Wanting to avoid the crowds, Ugyen and I set off early, and were the second people to arrive, hiking up in record time. It was hard going, but worth it, getting to really feel the place without being jostled out of the tiny temples, and taking time to soak up the peculiar atmosphere. Wandering in and out of the temples, up and down stairs, in and out of the rock, it’s almost as though I am inside some organism or living thing. It is extraordinary to look at, and magical to explore; the stuff of pure fairytale. Myth and legend seeps through every crack in the wood and stone.
One hike up here is enough for most people, but having left and descended just as it was starting to get busy, I climbed back, to take pictures in the late afternoon light. It was quiet on the trail, and special again to sit perched on the edge looking across at this magnificent place, waiting for the sun to break from behind a cloud with not a soul to disturb me, just the sound of the birds for company and an occasional distant bell from the monastery as the prayer wheels turned, while dutiful monks incanted prayers and prostrated themselves on the cold timber floors.

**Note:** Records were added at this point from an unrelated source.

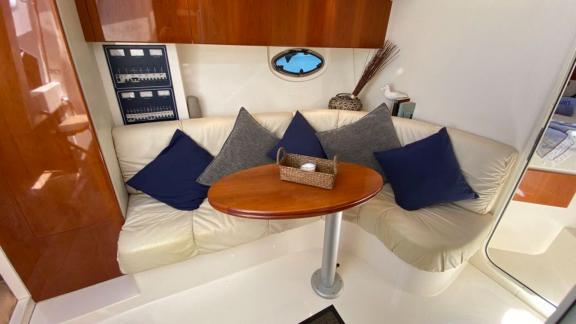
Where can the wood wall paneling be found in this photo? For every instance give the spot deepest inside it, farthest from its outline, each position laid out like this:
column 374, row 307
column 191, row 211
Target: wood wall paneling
column 60, row 219
column 313, row 23
column 164, row 21
column 546, row 188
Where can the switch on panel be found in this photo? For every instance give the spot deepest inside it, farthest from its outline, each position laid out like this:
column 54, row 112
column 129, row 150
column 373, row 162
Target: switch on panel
column 141, row 77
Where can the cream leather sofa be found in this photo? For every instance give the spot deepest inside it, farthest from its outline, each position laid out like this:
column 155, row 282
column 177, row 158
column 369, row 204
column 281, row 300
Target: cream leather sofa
column 434, row 239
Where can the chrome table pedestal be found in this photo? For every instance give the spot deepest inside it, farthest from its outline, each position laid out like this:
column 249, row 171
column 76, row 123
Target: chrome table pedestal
column 326, row 282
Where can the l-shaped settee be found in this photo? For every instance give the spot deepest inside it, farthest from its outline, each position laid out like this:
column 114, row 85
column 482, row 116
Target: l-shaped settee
column 433, row 239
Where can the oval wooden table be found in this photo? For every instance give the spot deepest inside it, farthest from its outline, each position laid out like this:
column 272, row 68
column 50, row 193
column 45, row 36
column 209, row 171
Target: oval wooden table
column 259, row 193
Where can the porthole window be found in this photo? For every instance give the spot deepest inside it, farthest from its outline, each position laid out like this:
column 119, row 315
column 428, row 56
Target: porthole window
column 297, row 62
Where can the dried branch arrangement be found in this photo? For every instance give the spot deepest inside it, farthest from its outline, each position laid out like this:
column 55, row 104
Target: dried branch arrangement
column 381, row 58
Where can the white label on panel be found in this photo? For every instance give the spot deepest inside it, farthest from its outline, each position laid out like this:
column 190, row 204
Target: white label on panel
column 156, row 52
column 136, row 52
column 126, row 95
column 116, row 52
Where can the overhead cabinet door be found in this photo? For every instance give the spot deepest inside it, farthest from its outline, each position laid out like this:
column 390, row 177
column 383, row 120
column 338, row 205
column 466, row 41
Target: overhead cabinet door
column 313, row 23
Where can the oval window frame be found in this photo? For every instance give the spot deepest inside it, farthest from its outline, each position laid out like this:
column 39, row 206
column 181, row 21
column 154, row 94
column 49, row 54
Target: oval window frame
column 298, row 76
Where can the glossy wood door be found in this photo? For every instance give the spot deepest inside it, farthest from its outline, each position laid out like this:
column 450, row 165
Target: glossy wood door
column 166, row 21
column 313, row 23
column 59, row 220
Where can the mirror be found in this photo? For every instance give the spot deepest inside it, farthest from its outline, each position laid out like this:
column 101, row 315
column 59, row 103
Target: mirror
column 535, row 241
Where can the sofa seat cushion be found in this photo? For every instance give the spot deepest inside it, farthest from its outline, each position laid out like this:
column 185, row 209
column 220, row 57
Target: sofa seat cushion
column 154, row 234
column 215, row 231
column 435, row 239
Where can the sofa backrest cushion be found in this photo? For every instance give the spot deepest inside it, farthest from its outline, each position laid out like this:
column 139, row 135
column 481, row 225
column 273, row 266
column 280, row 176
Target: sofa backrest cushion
column 247, row 146
column 485, row 163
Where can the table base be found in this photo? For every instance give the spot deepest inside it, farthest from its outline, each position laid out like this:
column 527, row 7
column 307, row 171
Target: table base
column 325, row 281
column 326, row 292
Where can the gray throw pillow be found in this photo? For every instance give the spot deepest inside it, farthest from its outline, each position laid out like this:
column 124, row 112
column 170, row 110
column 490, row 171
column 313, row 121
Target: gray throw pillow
column 245, row 147
column 358, row 141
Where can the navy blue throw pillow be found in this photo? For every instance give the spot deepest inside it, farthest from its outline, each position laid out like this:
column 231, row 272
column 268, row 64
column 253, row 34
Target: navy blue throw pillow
column 425, row 172
column 171, row 176
column 299, row 138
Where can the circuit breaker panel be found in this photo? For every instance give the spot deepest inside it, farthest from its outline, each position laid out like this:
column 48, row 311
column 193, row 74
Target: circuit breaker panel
column 142, row 81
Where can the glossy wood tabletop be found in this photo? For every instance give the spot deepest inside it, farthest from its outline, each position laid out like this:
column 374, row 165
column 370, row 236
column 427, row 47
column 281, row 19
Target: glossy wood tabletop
column 259, row 193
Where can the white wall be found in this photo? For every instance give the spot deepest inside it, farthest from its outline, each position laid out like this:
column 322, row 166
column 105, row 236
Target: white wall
column 485, row 66
column 94, row 94
column 224, row 78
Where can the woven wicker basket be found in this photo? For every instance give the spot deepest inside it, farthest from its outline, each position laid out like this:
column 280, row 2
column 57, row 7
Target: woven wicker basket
column 323, row 177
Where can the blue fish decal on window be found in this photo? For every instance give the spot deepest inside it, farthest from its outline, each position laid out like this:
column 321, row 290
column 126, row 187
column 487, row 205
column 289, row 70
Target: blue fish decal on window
column 298, row 62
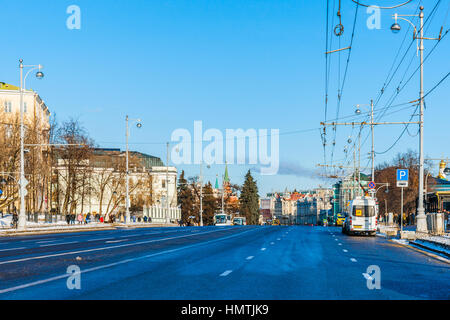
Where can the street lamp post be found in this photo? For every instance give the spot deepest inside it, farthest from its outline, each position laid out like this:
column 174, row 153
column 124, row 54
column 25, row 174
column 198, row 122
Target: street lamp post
column 127, row 201
column 21, row 225
column 421, row 218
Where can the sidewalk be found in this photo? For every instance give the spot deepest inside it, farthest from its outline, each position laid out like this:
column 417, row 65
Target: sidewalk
column 436, row 244
column 42, row 227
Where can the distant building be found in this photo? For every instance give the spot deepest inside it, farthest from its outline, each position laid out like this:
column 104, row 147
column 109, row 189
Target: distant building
column 100, row 186
column 314, row 207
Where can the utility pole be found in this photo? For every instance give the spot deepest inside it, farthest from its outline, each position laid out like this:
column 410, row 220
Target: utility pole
column 167, row 186
column 127, row 197
column 223, row 194
column 201, row 194
column 421, row 218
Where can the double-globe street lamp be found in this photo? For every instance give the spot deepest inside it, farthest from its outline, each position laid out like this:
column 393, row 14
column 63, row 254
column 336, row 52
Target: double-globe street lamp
column 421, row 218
column 127, row 201
column 23, row 182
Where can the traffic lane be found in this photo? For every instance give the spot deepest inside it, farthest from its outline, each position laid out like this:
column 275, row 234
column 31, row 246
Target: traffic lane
column 124, row 278
column 194, row 273
column 29, row 269
column 310, row 264
column 73, row 242
column 4, row 241
column 404, row 272
column 300, row 266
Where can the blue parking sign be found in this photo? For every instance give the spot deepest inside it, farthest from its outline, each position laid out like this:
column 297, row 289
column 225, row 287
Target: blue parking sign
column 402, row 178
column 402, row 175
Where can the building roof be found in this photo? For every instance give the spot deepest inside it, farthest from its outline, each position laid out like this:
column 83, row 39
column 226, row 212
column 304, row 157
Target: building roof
column 6, row 86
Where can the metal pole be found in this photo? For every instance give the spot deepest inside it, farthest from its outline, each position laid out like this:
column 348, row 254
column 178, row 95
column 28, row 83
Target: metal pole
column 167, row 187
column 359, row 159
column 223, row 194
column 401, row 214
column 22, row 218
column 421, row 218
column 201, row 194
column 127, row 209
column 373, row 141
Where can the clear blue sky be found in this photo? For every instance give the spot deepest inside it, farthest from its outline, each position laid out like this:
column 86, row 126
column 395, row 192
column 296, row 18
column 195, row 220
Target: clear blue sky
column 232, row 64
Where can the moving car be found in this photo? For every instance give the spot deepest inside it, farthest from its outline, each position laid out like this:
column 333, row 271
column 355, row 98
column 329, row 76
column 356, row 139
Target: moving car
column 361, row 217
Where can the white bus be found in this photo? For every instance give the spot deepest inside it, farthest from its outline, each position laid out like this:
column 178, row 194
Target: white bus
column 239, row 221
column 361, row 217
column 222, row 219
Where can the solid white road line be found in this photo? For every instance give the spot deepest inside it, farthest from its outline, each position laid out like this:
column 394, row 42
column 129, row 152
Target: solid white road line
column 367, row 276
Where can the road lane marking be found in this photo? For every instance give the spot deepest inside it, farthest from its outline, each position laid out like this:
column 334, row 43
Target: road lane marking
column 12, row 249
column 100, row 239
column 116, row 241
column 47, row 241
column 114, row 247
column 57, row 244
column 226, row 273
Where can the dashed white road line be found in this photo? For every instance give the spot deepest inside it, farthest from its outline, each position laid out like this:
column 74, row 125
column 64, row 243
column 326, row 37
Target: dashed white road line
column 100, row 239
column 367, row 276
column 226, row 273
column 57, row 244
column 115, row 241
column 12, row 249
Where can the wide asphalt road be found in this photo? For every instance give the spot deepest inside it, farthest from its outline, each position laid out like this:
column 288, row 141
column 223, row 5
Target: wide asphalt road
column 244, row 263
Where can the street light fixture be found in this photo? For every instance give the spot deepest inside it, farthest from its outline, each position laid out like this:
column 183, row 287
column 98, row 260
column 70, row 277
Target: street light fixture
column 421, row 218
column 127, row 201
column 21, row 225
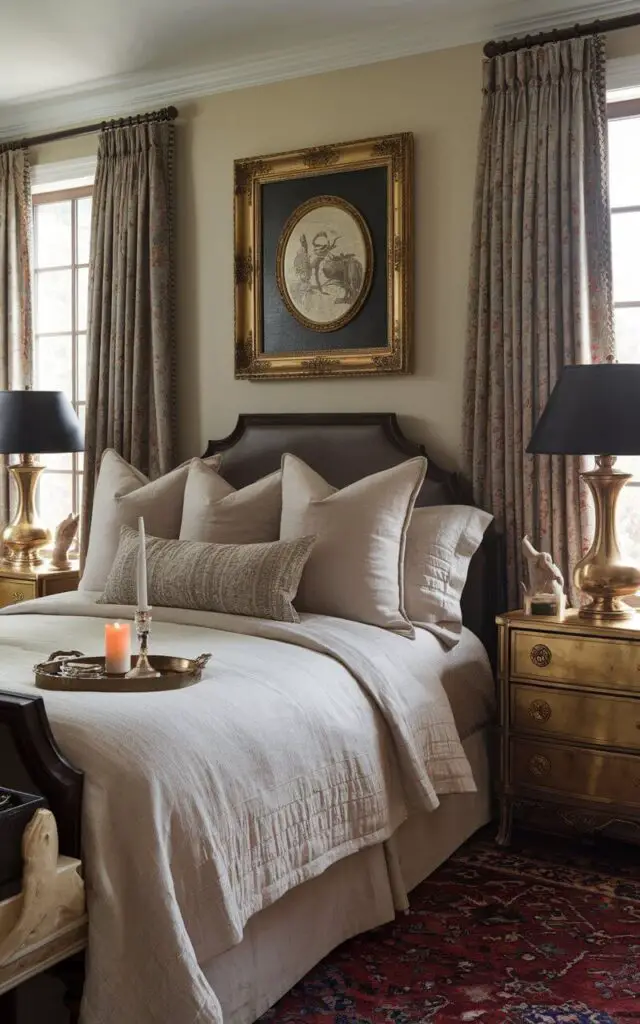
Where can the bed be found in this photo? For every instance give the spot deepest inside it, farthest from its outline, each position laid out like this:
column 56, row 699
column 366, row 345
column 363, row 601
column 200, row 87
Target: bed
column 269, row 946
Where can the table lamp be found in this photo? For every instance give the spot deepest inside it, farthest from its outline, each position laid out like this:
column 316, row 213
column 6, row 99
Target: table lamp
column 595, row 410
column 33, row 423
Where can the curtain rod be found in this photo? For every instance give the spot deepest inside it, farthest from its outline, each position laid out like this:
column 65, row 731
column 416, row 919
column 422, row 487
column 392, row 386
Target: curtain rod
column 167, row 114
column 499, row 47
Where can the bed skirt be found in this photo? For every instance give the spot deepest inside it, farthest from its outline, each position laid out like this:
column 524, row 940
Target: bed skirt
column 282, row 943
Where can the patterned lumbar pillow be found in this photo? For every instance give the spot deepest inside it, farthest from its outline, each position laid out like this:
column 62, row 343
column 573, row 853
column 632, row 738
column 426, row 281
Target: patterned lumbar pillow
column 123, row 494
column 257, row 580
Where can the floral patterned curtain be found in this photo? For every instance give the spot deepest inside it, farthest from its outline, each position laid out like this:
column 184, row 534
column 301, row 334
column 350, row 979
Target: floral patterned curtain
column 131, row 333
column 540, row 290
column 15, row 309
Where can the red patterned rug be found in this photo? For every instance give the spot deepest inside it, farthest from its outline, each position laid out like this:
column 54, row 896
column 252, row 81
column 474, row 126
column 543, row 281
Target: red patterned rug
column 546, row 933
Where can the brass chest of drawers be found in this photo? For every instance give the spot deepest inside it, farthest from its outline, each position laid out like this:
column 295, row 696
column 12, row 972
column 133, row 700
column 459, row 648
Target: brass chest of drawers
column 25, row 585
column 569, row 722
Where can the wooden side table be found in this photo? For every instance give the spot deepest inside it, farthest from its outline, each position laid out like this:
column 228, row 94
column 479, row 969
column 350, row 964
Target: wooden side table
column 30, row 757
column 569, row 719
column 45, row 925
column 24, row 585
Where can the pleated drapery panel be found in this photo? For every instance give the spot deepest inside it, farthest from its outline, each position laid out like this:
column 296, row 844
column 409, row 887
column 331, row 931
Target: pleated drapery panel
column 540, row 287
column 15, row 296
column 131, row 324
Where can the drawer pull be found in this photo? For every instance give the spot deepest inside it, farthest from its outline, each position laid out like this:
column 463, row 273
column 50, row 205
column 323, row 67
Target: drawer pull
column 539, row 765
column 540, row 711
column 541, row 655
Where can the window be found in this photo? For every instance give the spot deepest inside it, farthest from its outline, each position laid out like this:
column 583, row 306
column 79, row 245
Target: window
column 625, row 200
column 61, row 226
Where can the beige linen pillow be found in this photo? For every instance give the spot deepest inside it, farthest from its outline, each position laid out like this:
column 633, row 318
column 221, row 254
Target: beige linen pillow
column 216, row 512
column 123, row 494
column 356, row 567
column 440, row 543
column 257, row 580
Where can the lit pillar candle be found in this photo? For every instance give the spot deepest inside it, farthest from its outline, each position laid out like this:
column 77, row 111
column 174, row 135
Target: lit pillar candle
column 117, row 647
column 141, row 572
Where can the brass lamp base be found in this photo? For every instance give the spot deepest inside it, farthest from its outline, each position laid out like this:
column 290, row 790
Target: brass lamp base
column 601, row 574
column 25, row 536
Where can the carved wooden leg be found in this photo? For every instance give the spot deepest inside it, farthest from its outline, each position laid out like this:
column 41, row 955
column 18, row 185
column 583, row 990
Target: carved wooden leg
column 506, row 820
column 71, row 973
column 8, row 1008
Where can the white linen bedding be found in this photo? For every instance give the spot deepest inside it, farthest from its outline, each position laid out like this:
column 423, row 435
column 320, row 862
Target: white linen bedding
column 302, row 743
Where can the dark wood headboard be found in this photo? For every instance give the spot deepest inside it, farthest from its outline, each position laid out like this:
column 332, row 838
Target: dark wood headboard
column 346, row 446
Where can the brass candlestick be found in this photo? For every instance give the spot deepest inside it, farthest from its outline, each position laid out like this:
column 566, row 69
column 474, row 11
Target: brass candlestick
column 142, row 668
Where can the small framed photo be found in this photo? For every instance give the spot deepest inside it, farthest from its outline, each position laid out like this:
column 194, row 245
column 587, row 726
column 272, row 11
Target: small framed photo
column 545, row 604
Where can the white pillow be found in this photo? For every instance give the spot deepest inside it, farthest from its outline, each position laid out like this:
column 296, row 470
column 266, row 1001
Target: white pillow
column 355, row 569
column 440, row 542
column 123, row 494
column 215, row 512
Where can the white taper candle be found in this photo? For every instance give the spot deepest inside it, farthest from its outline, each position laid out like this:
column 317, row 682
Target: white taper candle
column 141, row 573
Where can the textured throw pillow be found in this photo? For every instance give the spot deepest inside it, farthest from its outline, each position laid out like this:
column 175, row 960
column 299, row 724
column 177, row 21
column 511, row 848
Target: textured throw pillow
column 257, row 580
column 355, row 569
column 123, row 494
column 440, row 543
column 214, row 511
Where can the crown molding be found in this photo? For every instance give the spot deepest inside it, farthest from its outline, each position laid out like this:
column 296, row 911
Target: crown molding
column 126, row 94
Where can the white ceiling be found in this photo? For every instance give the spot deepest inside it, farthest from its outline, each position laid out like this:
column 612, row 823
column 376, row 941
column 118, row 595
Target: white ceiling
column 61, row 59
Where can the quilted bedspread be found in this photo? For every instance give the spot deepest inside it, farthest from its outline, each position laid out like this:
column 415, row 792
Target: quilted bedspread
column 301, row 744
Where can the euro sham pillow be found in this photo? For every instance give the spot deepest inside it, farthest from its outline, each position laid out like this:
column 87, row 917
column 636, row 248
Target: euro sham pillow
column 355, row 569
column 256, row 580
column 123, row 494
column 216, row 512
column 440, row 543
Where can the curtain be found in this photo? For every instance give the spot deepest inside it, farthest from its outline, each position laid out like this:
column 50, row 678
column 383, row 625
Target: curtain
column 540, row 287
column 15, row 309
column 130, row 331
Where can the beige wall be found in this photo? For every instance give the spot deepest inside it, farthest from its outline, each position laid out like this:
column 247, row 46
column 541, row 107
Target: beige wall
column 437, row 97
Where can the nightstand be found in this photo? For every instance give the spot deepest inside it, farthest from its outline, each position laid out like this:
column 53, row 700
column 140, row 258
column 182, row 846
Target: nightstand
column 24, row 585
column 569, row 720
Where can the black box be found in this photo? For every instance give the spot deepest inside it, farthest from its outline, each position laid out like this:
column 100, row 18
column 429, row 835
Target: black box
column 13, row 820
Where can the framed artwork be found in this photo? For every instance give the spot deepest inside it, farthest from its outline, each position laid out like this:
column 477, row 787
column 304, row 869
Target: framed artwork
column 324, row 260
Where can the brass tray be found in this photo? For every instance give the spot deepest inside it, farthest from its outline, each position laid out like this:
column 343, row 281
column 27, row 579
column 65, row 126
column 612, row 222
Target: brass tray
column 175, row 673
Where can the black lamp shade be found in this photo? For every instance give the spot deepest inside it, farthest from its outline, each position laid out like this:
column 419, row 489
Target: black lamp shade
column 35, row 422
column 593, row 410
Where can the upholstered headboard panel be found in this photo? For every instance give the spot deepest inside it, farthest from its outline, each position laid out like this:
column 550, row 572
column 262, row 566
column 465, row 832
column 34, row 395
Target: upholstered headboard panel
column 344, row 448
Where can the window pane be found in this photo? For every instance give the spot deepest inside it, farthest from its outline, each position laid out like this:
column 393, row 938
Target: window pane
column 628, row 334
column 52, row 222
column 624, row 162
column 53, row 364
column 79, row 485
column 55, row 500
column 625, row 235
column 83, row 223
column 57, row 461
column 53, row 301
column 82, row 286
column 81, row 367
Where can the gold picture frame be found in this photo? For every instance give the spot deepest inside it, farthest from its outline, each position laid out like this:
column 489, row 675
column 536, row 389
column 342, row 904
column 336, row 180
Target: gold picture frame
column 304, row 306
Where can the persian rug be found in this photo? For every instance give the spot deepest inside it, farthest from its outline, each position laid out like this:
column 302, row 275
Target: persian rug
column 544, row 933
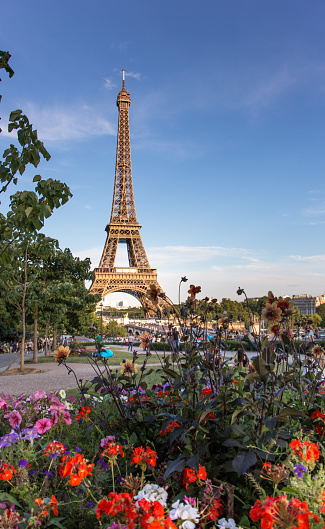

Beneath the last building at Tatkshang, through a small crack in the rock, down a tiny, improvised ladder and along a narrow passageway, the butter lamps burn at a small shrine marking the original spot where Guru Rinpoche meditated after flying up the cliff on the back of his consort, transformed into a tigress to carry her master. They say you can see his face etched in rock here. The Tiger’s Nest.
|Tatkshang Goema: The Tiger's Nest|
Proof, if it were needed, that when man believes in the unthinkable he can create the impossible; and that buried deep inside every living thing you will find the seed from which it sprung.